En medio de un panorama legislativo complicado, el Gobierno argentino no podrá presentar un nuevo requerimiento de facultades delegadas ante el Congreso. A pesar de que el oficialismo intentó diversas estrategias para impulsar modificaciones en el marco legal del país, las negociaciones con sus aliados no han logrado avanzar debido a varios inconvenientes internos.

Recientemente, la mesa política libertaria se reunió en la Casa Rosada para evaluar acciones a seguir en el Parlamento a partir del 6 de agosto, cuando los legisladores regresen de su receso invernal. Durante dicho encuentro, se estableció que el primer objetivo será avanzar con modificaciones en la Ley de Inocencia Fiscal y en la Carta Orgánica del Banco Central. Sin embargo, también se preparan propuestas que, aunque aún están en etapa de redacción, buscan flexibilizar regulaciones en sectores como farmacéuticas e inmobiliarias.

Uno de los planteos que generó controversia fue la propuesta de otorgar al Poder Ejecutivo la capacidad de implementar cambios mediante decretos.
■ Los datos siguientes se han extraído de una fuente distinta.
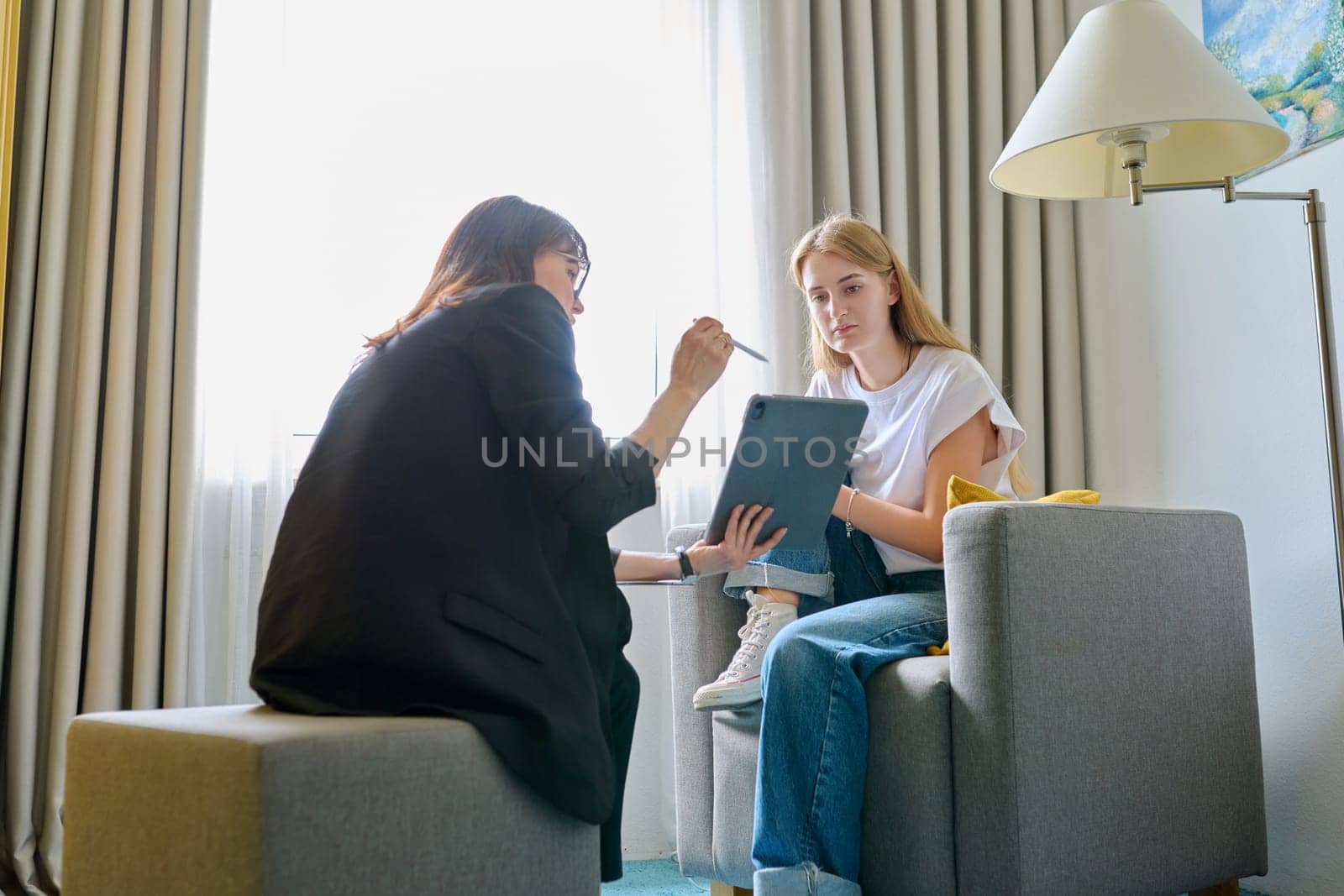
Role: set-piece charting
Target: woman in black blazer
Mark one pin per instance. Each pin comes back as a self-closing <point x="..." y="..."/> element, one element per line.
<point x="445" y="546"/>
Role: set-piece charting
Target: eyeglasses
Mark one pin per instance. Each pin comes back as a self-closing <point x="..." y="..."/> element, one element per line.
<point x="582" y="264"/>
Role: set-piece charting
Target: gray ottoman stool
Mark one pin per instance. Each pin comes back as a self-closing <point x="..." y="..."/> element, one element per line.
<point x="245" y="799"/>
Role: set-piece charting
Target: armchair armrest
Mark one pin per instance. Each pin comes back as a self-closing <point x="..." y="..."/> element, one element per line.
<point x="703" y="637"/>
<point x="1105" y="723"/>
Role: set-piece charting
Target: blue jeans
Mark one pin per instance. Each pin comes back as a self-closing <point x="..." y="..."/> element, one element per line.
<point x="813" y="755"/>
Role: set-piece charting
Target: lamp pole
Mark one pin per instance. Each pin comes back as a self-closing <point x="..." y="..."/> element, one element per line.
<point x="1314" y="215"/>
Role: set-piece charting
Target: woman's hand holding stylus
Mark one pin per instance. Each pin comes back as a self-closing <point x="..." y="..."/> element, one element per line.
<point x="701" y="356"/>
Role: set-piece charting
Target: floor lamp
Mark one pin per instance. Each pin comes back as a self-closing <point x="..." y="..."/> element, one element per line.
<point x="1137" y="105"/>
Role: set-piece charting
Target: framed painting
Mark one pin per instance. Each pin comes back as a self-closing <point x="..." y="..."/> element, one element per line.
<point x="1289" y="54"/>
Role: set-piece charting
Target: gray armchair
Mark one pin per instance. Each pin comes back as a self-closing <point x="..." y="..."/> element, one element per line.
<point x="1093" y="731"/>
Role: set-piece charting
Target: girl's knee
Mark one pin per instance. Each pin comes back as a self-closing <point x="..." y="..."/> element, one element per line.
<point x="792" y="649"/>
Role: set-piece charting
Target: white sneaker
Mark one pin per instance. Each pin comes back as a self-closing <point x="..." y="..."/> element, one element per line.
<point x="739" y="685"/>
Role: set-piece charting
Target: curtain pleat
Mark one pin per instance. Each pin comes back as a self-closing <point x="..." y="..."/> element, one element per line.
<point x="100" y="313"/>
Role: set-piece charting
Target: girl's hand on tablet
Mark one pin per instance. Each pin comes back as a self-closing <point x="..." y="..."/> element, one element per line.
<point x="739" y="542"/>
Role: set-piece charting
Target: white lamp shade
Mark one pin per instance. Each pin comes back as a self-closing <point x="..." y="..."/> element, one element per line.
<point x="1128" y="65"/>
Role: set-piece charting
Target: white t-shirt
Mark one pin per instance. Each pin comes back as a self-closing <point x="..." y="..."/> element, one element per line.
<point x="906" y="421"/>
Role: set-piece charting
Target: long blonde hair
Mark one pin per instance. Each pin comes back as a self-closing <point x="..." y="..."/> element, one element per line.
<point x="911" y="318"/>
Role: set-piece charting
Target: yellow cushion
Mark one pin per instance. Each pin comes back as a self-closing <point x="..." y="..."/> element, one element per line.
<point x="963" y="492"/>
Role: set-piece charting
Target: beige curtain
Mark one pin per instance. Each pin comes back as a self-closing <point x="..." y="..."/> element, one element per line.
<point x="98" y="427"/>
<point x="897" y="109"/>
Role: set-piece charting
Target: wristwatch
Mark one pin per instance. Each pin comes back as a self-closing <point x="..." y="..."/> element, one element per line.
<point x="687" y="570"/>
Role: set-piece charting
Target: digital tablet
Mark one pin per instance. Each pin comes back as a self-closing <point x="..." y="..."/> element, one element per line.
<point x="790" y="456"/>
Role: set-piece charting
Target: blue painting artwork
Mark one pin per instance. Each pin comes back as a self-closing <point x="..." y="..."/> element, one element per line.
<point x="1289" y="54"/>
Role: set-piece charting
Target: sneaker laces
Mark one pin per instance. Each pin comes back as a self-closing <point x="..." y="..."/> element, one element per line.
<point x="753" y="641"/>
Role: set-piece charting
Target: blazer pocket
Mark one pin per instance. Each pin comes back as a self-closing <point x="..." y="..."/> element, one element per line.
<point x="496" y="625"/>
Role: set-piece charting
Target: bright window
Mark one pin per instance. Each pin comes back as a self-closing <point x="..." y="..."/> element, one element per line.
<point x="346" y="140"/>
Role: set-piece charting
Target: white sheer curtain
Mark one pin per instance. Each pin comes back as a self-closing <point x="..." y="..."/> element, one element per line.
<point x="746" y="184"/>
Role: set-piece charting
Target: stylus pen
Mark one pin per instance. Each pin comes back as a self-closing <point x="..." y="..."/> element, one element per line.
<point x="737" y="344"/>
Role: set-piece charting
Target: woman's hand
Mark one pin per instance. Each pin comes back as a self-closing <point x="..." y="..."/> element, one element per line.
<point x="739" y="542"/>
<point x="701" y="358"/>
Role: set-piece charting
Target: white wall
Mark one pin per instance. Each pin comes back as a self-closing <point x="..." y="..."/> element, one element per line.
<point x="1202" y="391"/>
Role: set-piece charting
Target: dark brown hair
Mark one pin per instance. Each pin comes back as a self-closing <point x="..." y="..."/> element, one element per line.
<point x="494" y="244"/>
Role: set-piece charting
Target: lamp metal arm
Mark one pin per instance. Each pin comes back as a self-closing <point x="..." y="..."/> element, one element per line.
<point x="1314" y="215"/>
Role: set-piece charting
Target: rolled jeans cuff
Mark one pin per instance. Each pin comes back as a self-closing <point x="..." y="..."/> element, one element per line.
<point x="753" y="575"/>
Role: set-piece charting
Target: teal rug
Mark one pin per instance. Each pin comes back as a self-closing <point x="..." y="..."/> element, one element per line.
<point x="662" y="878"/>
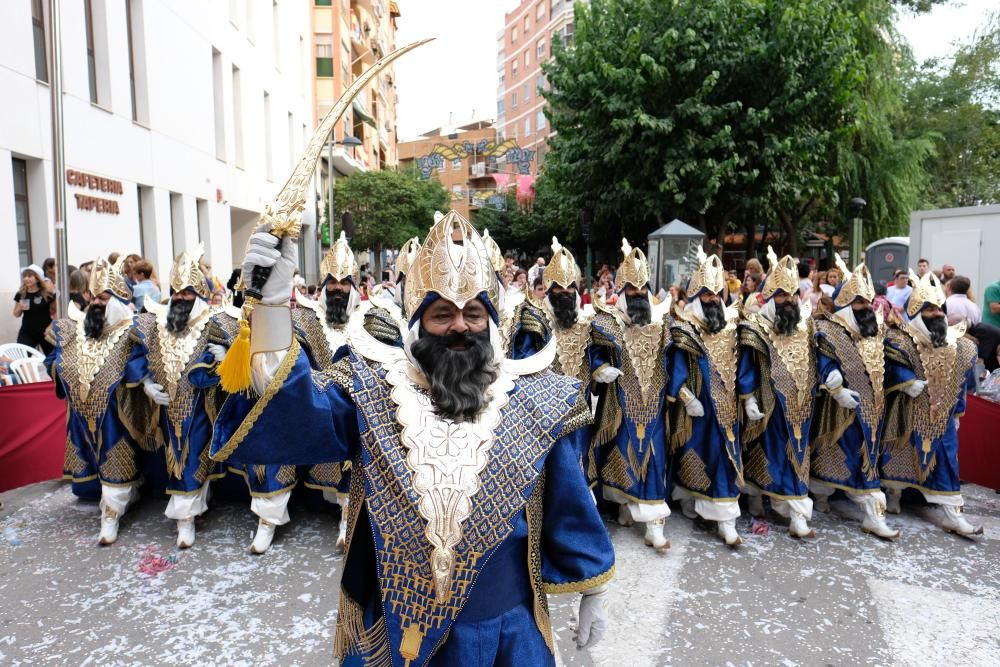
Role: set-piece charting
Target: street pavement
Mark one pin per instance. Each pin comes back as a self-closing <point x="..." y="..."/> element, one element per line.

Esto había sido parte del borrador que circuló recientemente en la Cámara de Diputados y contemplaba declarar la "emergencia pública en materia administrativa" por un período de seis meses. Las pautas del proyecto se orientaban a maximizar la eficiencia de los mercados y promover una libre competencia, aunque las críticas surgieron rápidamente tanto de aliados como de la oposición.

Desde el entorno de Javier Milei se rechazó la idea de nuevamente solicitar poderes extraordinarios, al considerarse que el tiempo transcurrido desde la última concesión hace inviable esta opción. Varios referentes dentro del bloque oficialista manifestaron su desagrado ante la posibilidad de retomar un pedido similar, argumentando que, si bien el Senado ha mostrado resistencia, el Congreso había estado avanzando en otras legislaciones relevantes.

Además, algunos aliados profundizaron el malestar al reconocer que no están dispuestos a conceder poderes delegados a esta altura de la gestión. "A dos años y medio de mandato, no es viable", expresaron, sugiriendo que el gobierno debería buscar alternativas dentro del marco legislativo vigente sin depender de nuevos poderes.

En este contexto, el futuro de la agenda legislativa del Gobierno queda incierto, especialmente en torno a temas clave como la ampliación de la inocencia fiscal. A medida que las tensiones aumentan, se espera que se intensifique el debate interno, sin que aún se vean soluciones concretas que permitan un avance efectivo en las reformas que el oficialismo considera prioritarias.